Sehr geehrte Frau Präsidentin! Meine sehr geehrten Damen und Herren! Es ist sehr wichtig, auch hier im Sächsischen Landtag immer wieder auf die Arbeit der europäischen Gremien hinzuweisen. Dabei bleibt der Ausschuss der Regionen eine bedeutende Vertretung der Regionen Europas in einem Europa nationaler Staaten. Damit wird die Stimme und Vielfalt der Völker Europas besonders repräsentiert.

Für uns gilt natürlich an allererster Stelle immer wieder das Subsidiaritätsprinzip, das oft in der Diskussion zu europäischen Themen verloren geht und nur noch als ein Wandbild im Zimmer hängt. Subsidiarität bedeutet, dass die Fragen, die vor Ort zu klären sind, auch vor Ort geklärt werden und nicht an einem zentralen Ort. Deshalb ist und bleibt Subsidiarität die Grundlage für ein zukunftsfähiges Europa.

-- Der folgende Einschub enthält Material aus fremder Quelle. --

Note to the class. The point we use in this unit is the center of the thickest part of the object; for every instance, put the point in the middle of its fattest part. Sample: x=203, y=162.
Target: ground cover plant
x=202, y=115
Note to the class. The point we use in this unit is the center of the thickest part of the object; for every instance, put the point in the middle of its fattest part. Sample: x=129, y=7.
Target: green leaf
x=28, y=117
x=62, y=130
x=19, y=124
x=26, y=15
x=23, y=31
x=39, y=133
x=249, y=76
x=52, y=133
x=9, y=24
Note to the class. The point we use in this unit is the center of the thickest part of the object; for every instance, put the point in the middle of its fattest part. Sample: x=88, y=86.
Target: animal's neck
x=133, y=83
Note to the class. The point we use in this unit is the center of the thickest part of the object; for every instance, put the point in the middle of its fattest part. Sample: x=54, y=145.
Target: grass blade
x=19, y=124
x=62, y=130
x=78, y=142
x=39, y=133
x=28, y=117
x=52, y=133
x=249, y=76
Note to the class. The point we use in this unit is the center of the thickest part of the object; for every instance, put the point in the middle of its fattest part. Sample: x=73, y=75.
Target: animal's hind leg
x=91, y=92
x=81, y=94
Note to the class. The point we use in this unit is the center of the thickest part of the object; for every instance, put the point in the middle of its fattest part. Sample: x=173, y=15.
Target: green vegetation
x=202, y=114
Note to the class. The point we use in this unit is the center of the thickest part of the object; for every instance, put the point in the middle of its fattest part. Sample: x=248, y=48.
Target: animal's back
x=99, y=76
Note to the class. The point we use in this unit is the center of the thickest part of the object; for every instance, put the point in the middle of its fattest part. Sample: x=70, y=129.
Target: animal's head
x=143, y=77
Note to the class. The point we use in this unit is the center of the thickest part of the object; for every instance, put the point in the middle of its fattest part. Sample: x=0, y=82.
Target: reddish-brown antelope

(Beifall bei der CDU, der SPD und der Staatsregierung)

Natürlich ist für uns auch wichtig, wie sich Europa und die Europäische Union in den nächsten Jahren entwickeln werden. Da richten wir auch den Blick auf die mittelfristige Finanzierbarkeit dieser Europäischen Union und ihrer Nationalstaaten, auf die Entwicklung der Völker, die in Europa wohnen. Der mittelfristige Finanzrahmen ist dabei für uns eine existenzielle Frage, die die Entwicklung in vielen Teilen Europas, aber auch die Entwicklung im Freistaat Sachsen entscheidend beeinflussen wird. Deshalb bleibt das Thema Europa nach dem Jahr 2020 ein zentrales Thema.

(Rico Gebhardt, DIE LINKE: Das ist nicht nur ein Finanzproblem!)

Für uns ist auch wichtig, dass wir wissen, was geschehen wird, wenn das Vereinigte Königreich nicht mehr Mitglied der Europäischen Union sein wird. Wie werden sich die Finanzbeziehungen ändern? Welche Bedrückung wird es für die wirtschaftlichen Beziehungen vieler sächsischer Unternehmen geben? Das Vereinigte Königreich steht in unserer Außenhandelsbilanz an dritter Stelle. Vorn stehen die Vereinigten Staaten und China. Dann kommt das Vereinigte Königreich.